L’entretien suivant, éminemment béotien (s’il nous est permis d’emprunter cette expression au très-spirituel écrivain qui l’a popularisée [8]) jettera quelques lumières sur cette importante question.

– Voilà un dindon qui ne s’attendait pas, quand il est entré dans la vie, à jamais paraître à déjeuner sur la table des clercs du patron.

– De même que le patron, quand il est entré dans la vie… de notaire, ne s’attendait pas à donner à ses clercs un dindon pour déjeuner.

– Car enfin ce dindon est à nous, s’écria le saute-ruisseau de l’étude avec une gourmande convoitise.

– Saute-ruisseau, mon ami, tu t’oublies; cette volaille doit être pour toi une étrangère.

– Et, comme Français, tu dois avoir la haine de l’étranger.

– Tout ce qu’on pourra faire sera de te donner les pattes.

– Emblème de la vélocité avec laquelle tu fais les courses de l’étude.

– Je croyais avoir au moins droit à la carcasse, dit le saute-ruisseau en murmurant.

– On pourra te l’octroyer… mais tu n’y a pas droit, ainsi qu’il en a été de la Charte de 1814, qui n’était qu’une autre carcasse de liberté, dit le Mirabeau de l’étude.

– À propos de carcasse, reprit un des jeunes gens avec une insensibilité brutale, Dieu veuille avoir l’âme de la mère Séraphin! car depuis qu’elle s’est noyée dans une partie de campagne, nous ne sommes plus condamnés à ses ratatouilles forcées à perpétuité.

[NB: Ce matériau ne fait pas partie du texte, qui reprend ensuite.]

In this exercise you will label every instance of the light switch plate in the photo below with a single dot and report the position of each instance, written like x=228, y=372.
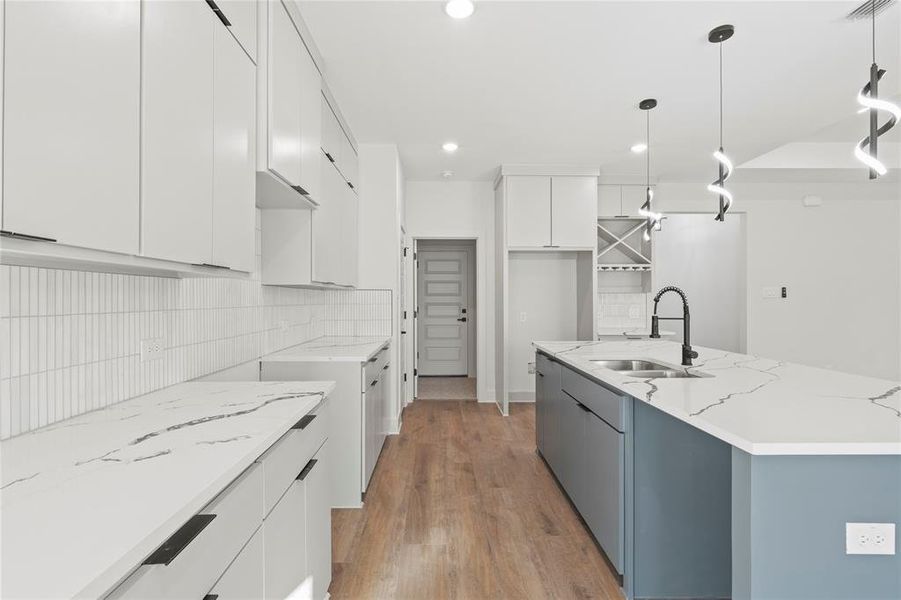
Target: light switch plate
x=869, y=538
x=152, y=349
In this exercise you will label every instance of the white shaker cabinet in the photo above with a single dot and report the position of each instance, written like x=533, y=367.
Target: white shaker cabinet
x=234, y=119
x=529, y=211
x=551, y=212
x=245, y=577
x=177, y=148
x=293, y=89
x=285, y=94
x=72, y=122
x=242, y=18
x=574, y=203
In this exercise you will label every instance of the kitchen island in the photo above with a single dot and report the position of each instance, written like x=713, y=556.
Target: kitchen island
x=734, y=482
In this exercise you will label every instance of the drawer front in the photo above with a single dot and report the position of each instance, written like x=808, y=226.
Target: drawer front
x=193, y=568
x=287, y=457
x=608, y=405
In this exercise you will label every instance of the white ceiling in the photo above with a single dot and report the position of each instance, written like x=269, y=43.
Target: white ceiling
x=559, y=82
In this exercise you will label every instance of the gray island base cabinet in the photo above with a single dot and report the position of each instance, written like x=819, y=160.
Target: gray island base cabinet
x=682, y=513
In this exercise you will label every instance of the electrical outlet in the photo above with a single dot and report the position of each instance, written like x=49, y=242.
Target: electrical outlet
x=869, y=538
x=152, y=349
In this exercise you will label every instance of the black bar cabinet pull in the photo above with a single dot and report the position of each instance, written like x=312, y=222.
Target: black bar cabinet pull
x=306, y=470
x=26, y=236
x=179, y=540
x=302, y=424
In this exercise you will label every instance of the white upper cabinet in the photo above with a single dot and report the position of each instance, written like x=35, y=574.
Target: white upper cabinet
x=311, y=127
x=234, y=119
x=528, y=211
x=177, y=149
x=242, y=18
x=574, y=202
x=620, y=200
x=72, y=121
x=293, y=88
x=551, y=212
x=285, y=94
x=337, y=146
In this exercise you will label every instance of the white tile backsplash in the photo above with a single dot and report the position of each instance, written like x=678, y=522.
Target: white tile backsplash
x=70, y=340
x=623, y=310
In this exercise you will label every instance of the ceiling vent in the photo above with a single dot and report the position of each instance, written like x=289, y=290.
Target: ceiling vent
x=866, y=10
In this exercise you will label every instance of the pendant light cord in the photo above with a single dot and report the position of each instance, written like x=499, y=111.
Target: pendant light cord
x=648, y=138
x=874, y=29
x=721, y=94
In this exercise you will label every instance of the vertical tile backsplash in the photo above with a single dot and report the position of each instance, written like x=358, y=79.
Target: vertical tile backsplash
x=70, y=341
x=623, y=311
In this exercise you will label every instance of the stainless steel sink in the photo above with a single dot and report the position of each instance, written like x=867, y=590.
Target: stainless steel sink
x=631, y=365
x=663, y=374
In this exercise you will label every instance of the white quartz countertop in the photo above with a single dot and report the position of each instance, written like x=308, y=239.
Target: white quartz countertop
x=86, y=500
x=331, y=348
x=759, y=405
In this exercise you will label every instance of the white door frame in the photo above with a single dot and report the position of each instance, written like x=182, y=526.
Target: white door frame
x=481, y=306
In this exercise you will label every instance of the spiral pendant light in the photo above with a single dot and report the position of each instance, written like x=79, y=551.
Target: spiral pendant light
x=866, y=149
x=652, y=219
x=718, y=35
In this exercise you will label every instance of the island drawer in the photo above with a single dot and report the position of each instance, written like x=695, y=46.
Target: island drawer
x=195, y=556
x=603, y=402
x=284, y=460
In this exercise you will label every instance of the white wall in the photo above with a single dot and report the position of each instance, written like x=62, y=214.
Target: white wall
x=708, y=261
x=543, y=289
x=462, y=209
x=840, y=262
x=381, y=206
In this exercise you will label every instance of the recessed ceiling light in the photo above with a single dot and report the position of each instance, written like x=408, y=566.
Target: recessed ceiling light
x=459, y=9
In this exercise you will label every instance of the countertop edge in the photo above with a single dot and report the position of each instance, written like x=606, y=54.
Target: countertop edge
x=279, y=357
x=115, y=575
x=754, y=449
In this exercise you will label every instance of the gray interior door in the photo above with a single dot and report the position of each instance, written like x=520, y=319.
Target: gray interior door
x=442, y=282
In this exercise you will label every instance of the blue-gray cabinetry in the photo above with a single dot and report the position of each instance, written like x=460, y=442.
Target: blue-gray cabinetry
x=580, y=432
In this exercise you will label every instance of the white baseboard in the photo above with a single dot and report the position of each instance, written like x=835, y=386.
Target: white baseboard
x=526, y=396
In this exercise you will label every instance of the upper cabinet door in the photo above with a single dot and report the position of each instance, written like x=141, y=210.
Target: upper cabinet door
x=574, y=207
x=311, y=126
x=242, y=14
x=233, y=146
x=177, y=157
x=72, y=122
x=529, y=211
x=286, y=73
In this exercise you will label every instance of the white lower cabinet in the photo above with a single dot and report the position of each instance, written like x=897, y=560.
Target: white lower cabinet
x=245, y=577
x=267, y=535
x=284, y=540
x=360, y=416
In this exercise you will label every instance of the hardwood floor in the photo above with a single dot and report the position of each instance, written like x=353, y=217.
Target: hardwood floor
x=461, y=506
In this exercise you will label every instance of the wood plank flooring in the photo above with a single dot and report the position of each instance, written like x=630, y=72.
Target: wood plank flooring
x=461, y=506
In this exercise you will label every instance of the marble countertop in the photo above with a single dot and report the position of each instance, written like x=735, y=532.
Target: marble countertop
x=331, y=348
x=84, y=501
x=759, y=405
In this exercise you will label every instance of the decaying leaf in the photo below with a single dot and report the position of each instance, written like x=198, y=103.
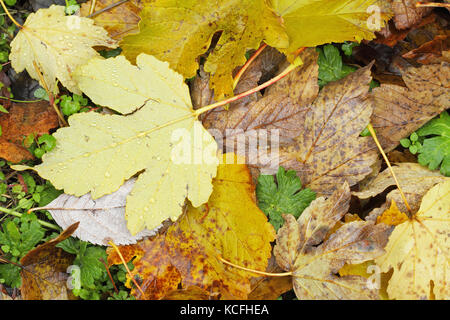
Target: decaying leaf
x=315, y=265
x=163, y=138
x=415, y=180
x=58, y=44
x=399, y=111
x=310, y=23
x=230, y=225
x=118, y=21
x=328, y=149
x=407, y=14
x=419, y=251
x=101, y=220
x=179, y=32
x=44, y=276
x=22, y=120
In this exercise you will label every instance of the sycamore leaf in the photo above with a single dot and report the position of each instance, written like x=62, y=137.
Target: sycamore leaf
x=44, y=274
x=179, y=32
x=399, y=111
x=419, y=252
x=58, y=44
x=406, y=14
x=118, y=21
x=101, y=220
x=328, y=149
x=414, y=180
x=229, y=225
x=283, y=197
x=314, y=22
x=163, y=138
x=315, y=262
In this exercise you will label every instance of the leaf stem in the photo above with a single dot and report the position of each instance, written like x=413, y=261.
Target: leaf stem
x=18, y=214
x=247, y=64
x=374, y=136
x=286, y=71
x=126, y=267
x=261, y=273
x=9, y=15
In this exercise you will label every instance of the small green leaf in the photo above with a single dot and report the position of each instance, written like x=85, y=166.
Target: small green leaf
x=285, y=196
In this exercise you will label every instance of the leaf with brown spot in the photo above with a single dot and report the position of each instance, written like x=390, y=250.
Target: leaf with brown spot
x=415, y=180
x=44, y=273
x=229, y=225
x=24, y=119
x=399, y=111
x=328, y=149
x=118, y=21
x=315, y=262
x=282, y=106
x=419, y=250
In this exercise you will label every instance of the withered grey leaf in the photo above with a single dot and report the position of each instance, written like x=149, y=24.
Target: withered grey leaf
x=101, y=220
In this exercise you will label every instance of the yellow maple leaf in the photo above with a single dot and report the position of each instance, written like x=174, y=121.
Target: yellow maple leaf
x=230, y=225
x=314, y=22
x=58, y=44
x=418, y=250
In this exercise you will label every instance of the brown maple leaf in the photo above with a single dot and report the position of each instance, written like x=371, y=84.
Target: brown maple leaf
x=315, y=265
x=399, y=111
x=24, y=119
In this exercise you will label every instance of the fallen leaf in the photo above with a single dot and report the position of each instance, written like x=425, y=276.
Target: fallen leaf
x=158, y=138
x=407, y=14
x=310, y=23
x=59, y=49
x=392, y=216
x=44, y=273
x=280, y=108
x=315, y=263
x=22, y=120
x=399, y=111
x=118, y=21
x=101, y=220
x=180, y=32
x=415, y=180
x=328, y=149
x=430, y=51
x=230, y=225
x=418, y=250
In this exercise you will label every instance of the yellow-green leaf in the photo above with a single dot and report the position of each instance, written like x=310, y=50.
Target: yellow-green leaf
x=58, y=44
x=98, y=152
x=180, y=31
x=314, y=22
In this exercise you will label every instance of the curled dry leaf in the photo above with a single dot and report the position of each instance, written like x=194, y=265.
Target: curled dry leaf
x=22, y=120
x=229, y=225
x=118, y=21
x=101, y=220
x=399, y=111
x=415, y=180
x=179, y=32
x=328, y=149
x=406, y=14
x=315, y=262
x=419, y=250
x=44, y=273
x=58, y=44
x=281, y=108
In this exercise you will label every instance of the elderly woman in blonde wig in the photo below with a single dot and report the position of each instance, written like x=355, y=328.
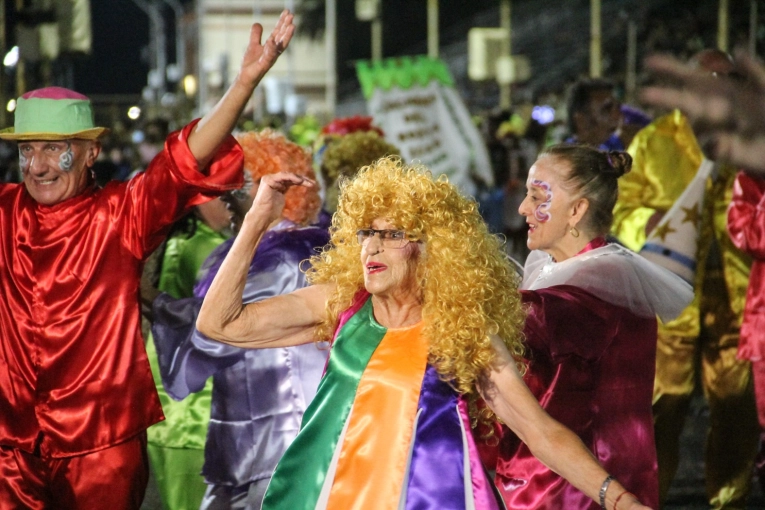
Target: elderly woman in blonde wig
x=423, y=313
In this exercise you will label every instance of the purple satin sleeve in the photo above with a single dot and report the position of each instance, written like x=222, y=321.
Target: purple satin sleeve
x=436, y=475
x=186, y=357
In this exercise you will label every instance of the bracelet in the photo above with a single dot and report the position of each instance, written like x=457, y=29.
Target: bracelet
x=603, y=489
x=616, y=503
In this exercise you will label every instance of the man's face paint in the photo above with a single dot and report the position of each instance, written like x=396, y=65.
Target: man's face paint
x=66, y=159
x=24, y=162
x=54, y=171
x=541, y=212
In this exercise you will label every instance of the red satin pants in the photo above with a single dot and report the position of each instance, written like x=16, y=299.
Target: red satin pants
x=114, y=478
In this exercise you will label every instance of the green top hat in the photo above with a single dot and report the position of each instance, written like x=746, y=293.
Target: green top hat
x=53, y=113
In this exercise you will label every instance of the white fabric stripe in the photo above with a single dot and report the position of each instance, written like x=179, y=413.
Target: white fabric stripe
x=469, y=497
x=405, y=488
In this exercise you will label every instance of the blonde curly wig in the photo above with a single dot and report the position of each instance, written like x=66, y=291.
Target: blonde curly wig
x=469, y=290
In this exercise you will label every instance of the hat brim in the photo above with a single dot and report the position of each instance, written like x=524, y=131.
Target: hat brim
x=88, y=134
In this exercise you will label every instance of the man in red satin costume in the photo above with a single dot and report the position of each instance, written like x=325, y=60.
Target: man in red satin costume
x=76, y=391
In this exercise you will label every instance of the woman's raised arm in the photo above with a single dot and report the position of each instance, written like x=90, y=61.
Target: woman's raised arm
x=280, y=321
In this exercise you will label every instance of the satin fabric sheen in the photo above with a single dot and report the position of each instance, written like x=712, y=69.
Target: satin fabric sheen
x=440, y=471
x=300, y=474
x=390, y=385
x=746, y=224
x=259, y=395
x=73, y=369
x=666, y=157
x=591, y=366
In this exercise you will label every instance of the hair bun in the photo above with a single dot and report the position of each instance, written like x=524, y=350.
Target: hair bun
x=618, y=163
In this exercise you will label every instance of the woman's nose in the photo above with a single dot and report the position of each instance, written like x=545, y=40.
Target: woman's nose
x=372, y=244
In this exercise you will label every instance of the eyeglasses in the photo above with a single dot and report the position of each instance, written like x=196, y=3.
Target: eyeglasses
x=389, y=238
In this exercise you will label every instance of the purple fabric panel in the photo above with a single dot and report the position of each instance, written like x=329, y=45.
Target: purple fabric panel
x=436, y=475
x=270, y=251
x=483, y=488
x=186, y=357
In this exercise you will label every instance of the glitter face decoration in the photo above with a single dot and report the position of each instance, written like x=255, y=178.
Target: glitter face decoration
x=541, y=213
x=66, y=159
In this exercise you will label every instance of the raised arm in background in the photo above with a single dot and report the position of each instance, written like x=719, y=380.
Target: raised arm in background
x=728, y=115
x=258, y=58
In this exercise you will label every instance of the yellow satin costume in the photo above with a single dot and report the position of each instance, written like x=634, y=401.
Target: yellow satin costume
x=666, y=157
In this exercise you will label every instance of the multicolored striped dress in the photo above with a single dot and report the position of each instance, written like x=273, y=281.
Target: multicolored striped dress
x=384, y=432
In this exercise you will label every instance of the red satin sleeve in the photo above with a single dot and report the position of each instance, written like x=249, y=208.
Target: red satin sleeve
x=746, y=215
x=171, y=185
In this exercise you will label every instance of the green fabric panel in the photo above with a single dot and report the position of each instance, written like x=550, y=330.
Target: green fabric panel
x=183, y=257
x=185, y=424
x=177, y=473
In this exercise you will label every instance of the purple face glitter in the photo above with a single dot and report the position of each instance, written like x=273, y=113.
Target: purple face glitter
x=541, y=213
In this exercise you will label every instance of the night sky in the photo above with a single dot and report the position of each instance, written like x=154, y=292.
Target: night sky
x=118, y=63
x=121, y=32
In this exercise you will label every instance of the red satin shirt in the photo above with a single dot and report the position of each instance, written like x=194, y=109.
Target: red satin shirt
x=74, y=377
x=746, y=226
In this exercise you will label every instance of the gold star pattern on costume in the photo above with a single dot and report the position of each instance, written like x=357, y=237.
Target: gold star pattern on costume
x=663, y=231
x=692, y=215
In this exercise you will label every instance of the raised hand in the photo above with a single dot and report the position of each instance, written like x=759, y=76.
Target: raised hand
x=259, y=58
x=269, y=200
x=217, y=124
x=728, y=116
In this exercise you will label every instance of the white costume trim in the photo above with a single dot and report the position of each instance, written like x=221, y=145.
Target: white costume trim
x=615, y=275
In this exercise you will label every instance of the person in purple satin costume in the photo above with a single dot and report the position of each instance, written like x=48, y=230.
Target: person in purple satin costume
x=590, y=331
x=258, y=396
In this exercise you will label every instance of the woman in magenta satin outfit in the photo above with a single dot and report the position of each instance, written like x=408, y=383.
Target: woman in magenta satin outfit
x=746, y=226
x=590, y=331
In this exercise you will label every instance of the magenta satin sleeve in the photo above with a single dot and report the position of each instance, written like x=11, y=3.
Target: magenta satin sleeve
x=565, y=320
x=746, y=215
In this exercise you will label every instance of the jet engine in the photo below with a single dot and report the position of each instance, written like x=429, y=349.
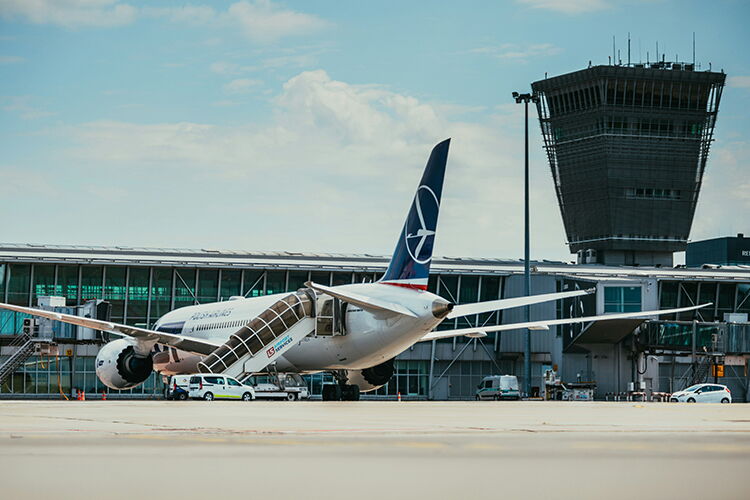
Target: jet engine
x=371, y=378
x=118, y=366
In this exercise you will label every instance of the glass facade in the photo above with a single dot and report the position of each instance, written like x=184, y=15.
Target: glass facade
x=622, y=299
x=139, y=295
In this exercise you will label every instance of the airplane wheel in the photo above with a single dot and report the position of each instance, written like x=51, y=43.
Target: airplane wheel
x=350, y=393
x=331, y=392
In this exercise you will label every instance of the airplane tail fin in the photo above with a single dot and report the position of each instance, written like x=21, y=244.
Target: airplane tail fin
x=410, y=264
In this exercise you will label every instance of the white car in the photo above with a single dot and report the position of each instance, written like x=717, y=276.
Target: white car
x=210, y=387
x=703, y=393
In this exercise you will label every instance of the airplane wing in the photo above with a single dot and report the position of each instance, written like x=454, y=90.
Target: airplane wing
x=482, y=331
x=361, y=300
x=141, y=335
x=496, y=305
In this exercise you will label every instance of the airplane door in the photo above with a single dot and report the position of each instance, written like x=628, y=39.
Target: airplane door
x=234, y=389
x=330, y=318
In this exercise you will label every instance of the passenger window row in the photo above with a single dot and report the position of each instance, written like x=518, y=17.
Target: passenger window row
x=228, y=324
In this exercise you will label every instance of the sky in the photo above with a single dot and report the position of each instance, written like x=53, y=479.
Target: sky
x=304, y=126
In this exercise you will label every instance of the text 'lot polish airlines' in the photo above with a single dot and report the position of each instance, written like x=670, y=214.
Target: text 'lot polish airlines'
x=353, y=331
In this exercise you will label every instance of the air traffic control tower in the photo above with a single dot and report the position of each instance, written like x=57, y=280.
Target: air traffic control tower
x=627, y=145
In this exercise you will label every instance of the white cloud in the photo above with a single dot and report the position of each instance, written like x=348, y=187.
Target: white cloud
x=740, y=82
x=264, y=21
x=241, y=86
x=11, y=59
x=261, y=21
x=568, y=6
x=334, y=155
x=21, y=106
x=513, y=51
x=189, y=14
x=70, y=13
x=725, y=192
x=230, y=68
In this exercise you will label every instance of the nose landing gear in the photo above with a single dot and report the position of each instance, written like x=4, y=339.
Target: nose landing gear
x=340, y=391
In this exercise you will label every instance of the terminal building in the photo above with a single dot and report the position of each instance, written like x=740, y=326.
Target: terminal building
x=141, y=284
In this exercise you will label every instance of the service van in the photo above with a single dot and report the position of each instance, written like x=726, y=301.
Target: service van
x=178, y=387
x=498, y=387
x=211, y=386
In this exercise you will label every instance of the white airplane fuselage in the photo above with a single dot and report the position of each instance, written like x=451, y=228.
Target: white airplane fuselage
x=371, y=337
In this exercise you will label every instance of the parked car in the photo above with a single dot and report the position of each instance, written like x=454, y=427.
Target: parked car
x=289, y=386
x=498, y=387
x=178, y=387
x=210, y=387
x=703, y=393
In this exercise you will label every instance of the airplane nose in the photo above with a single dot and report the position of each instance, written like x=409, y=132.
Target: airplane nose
x=441, y=308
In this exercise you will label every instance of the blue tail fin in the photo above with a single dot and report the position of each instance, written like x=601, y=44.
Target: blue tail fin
x=410, y=264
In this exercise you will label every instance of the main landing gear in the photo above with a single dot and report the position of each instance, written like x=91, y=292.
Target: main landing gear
x=340, y=391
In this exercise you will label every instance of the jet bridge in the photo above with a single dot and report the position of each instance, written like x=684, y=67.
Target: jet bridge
x=266, y=337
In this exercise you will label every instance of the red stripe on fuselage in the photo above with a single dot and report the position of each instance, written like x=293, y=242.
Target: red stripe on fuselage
x=413, y=286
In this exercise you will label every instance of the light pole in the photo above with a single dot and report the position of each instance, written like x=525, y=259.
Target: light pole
x=526, y=98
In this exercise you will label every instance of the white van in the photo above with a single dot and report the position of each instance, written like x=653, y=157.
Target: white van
x=289, y=386
x=210, y=387
x=498, y=387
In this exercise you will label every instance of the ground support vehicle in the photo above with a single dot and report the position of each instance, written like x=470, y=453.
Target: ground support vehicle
x=177, y=387
x=289, y=386
x=498, y=387
x=212, y=386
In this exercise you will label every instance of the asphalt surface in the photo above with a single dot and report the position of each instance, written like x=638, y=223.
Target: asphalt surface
x=366, y=449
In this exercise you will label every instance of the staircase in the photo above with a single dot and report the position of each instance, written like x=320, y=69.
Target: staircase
x=264, y=338
x=25, y=348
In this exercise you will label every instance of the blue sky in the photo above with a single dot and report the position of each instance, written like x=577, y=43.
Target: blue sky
x=304, y=126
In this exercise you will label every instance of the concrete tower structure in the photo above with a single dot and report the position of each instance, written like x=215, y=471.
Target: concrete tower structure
x=627, y=145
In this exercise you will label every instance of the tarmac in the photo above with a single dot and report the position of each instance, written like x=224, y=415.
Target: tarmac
x=373, y=450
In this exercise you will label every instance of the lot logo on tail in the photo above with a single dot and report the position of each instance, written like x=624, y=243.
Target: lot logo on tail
x=419, y=230
x=410, y=264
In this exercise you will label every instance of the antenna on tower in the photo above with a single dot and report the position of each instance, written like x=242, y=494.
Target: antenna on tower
x=628, y=48
x=613, y=48
x=640, y=54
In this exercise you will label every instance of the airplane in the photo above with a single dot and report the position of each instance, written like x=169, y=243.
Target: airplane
x=353, y=331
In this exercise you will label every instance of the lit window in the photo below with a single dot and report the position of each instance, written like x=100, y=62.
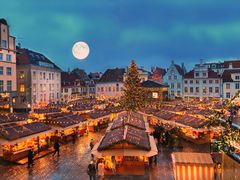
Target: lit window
x=9, y=71
x=9, y=85
x=4, y=43
x=22, y=88
x=1, y=70
x=34, y=74
x=21, y=75
x=9, y=57
x=1, y=86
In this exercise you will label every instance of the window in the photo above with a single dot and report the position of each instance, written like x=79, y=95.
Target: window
x=227, y=85
x=40, y=75
x=191, y=89
x=8, y=57
x=9, y=71
x=197, y=89
x=178, y=85
x=228, y=95
x=117, y=89
x=9, y=85
x=210, y=89
x=237, y=86
x=4, y=43
x=21, y=75
x=204, y=90
x=1, y=86
x=22, y=88
x=1, y=70
x=34, y=87
x=34, y=75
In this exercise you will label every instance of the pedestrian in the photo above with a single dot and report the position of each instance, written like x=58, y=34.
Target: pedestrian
x=56, y=148
x=101, y=170
x=91, y=144
x=30, y=158
x=91, y=171
x=114, y=163
x=73, y=137
x=155, y=159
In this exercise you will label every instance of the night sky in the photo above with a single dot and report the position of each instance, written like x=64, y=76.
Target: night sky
x=153, y=32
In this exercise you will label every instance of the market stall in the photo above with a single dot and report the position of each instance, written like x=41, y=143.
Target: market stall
x=129, y=145
x=188, y=166
x=16, y=140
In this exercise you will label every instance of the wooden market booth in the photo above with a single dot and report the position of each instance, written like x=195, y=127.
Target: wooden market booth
x=129, y=143
x=16, y=140
x=188, y=166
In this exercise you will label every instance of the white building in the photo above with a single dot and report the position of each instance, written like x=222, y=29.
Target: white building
x=38, y=80
x=231, y=83
x=174, y=79
x=7, y=66
x=202, y=82
x=110, y=85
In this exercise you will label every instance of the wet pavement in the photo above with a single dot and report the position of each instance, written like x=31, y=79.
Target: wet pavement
x=74, y=159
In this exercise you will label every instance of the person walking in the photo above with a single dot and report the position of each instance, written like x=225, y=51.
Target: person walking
x=114, y=164
x=30, y=158
x=91, y=171
x=101, y=170
x=91, y=144
x=56, y=148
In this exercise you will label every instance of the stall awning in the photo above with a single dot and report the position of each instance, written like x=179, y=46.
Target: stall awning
x=192, y=158
x=127, y=152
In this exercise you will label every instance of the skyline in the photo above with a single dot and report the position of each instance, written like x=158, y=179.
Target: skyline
x=117, y=32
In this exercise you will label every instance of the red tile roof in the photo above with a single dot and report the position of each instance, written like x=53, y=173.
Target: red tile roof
x=179, y=69
x=235, y=64
x=226, y=76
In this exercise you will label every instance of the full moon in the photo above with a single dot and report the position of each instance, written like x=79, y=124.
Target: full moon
x=80, y=50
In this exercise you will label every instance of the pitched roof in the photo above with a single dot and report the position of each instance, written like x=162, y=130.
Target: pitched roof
x=68, y=79
x=226, y=76
x=112, y=75
x=211, y=74
x=235, y=64
x=179, y=69
x=160, y=70
x=189, y=75
x=29, y=57
x=152, y=84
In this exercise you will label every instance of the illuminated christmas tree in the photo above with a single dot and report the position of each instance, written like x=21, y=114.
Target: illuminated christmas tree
x=133, y=97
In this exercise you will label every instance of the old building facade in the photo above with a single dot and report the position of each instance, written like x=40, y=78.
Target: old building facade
x=7, y=66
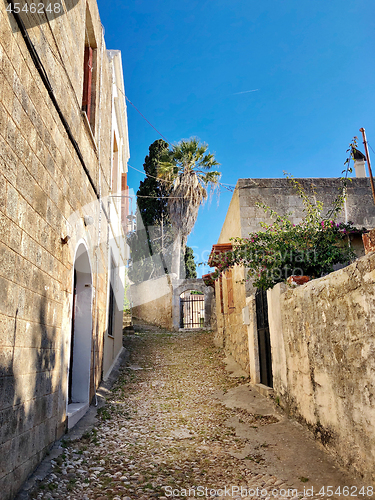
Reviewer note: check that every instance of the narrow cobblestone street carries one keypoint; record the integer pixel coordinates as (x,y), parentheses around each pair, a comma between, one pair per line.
(172,424)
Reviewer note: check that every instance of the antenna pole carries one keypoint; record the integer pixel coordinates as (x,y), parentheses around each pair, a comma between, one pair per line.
(368,162)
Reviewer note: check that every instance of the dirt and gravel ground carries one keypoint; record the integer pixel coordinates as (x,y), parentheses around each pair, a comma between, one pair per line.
(176,425)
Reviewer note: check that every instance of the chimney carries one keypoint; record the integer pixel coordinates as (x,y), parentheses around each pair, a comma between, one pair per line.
(359,163)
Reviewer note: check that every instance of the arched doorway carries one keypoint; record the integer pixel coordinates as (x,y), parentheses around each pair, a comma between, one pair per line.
(81,338)
(192,309)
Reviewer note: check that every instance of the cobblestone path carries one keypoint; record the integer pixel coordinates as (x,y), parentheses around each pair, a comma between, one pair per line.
(163,432)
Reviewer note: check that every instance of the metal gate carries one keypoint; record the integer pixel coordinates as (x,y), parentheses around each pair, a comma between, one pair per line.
(191,311)
(264,343)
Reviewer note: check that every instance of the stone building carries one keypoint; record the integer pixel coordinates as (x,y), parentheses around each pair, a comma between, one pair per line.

– Et depuis une bonne semaine, le patron, au lieu de nous donner à déjeuner…

– Nous alloue à chacun quarante sous par jour.

– C’est ce qui me fait dire: «Dieu veuille avoir l’âme de la mère Séraphin!»

– Au fait, de son temps, jamais le patron ne nous aurait donné les quarante sous.

– C’est énorme!

– C’est fabuleux!

– Il n’y a pas une étude à Paris…

– En Europe…

– Dans l’univers, où l’on donne quarante sous… à un simple clerc pour son déjeuner.

– À propos de Mme Séraphin, qui de vous a vu la servante qui la remplace?

– Cette Alsacienne que la portière de la maison où habitait cette pauvre Louise a amenée un soir, nous a dit le portier?

– Oui.

– Je ne l’ai pas encore vue.

– Ni moi.

– Parbleu! c’est tout bonnement impossible de la voir, puisque le patron est plus féroce que jamais pour nous empêcher d’entrer dans le pavillon de la cour.

– Et puis c’est le portier qui range l’étude maintenant: comment la verrait-on, cette donzelle?

– Eh bien! moi, je l’ai vue.

– Toi?

– Où cela?

– Comment est-elle?

– Grande ou petite?

– Jeune ou vieille?

– D’avance, je suis sûr qu’elle n’a pas une figure aussi avenante que cette pauvre Louise… bonne fille!

– Voyons, puisque tu l’as aperçue, comment est-elle, cette nouvelle servante?

– Quand je dis que je l’ai vue… j’ai vu son bonnet, un drôle de bonnet.

– Ah bah! et comment?

– Il était de couleur cerise et en velours, je crois; une espèce de béguin comme en ont les vendeuses de petits balais.

– Comme les Alsaciennes? C’est tout simple, puisqu’elle est alsacienne.

– Tiens, tiens, tiens…

– Parbleu! qu’est-ce qui vous étonne là-dedans? Chat échaudé craint l’eau froide.

– Ah çà! Chalamel, quel rapport ton proverbe a-t-il avec ce bonnet d’Alsacienne?

– Il n’en a aucun.

– Pourquoi le dis-tu alors?

– Parce qu’un «bienfait n’est jamais perdu», et que «le lézard est l’ami de l’homme».

– Tiens, si Chalamel commence ses bêtises en proverbes, qui ne riment à rien, il en a pour une heure. Voyons, dis donc ce que tu sais de cette nouvelle servante.

– Je passais avant-hier dans la cour; elle était adossée à une des fenêtres du rez-de-chaussée.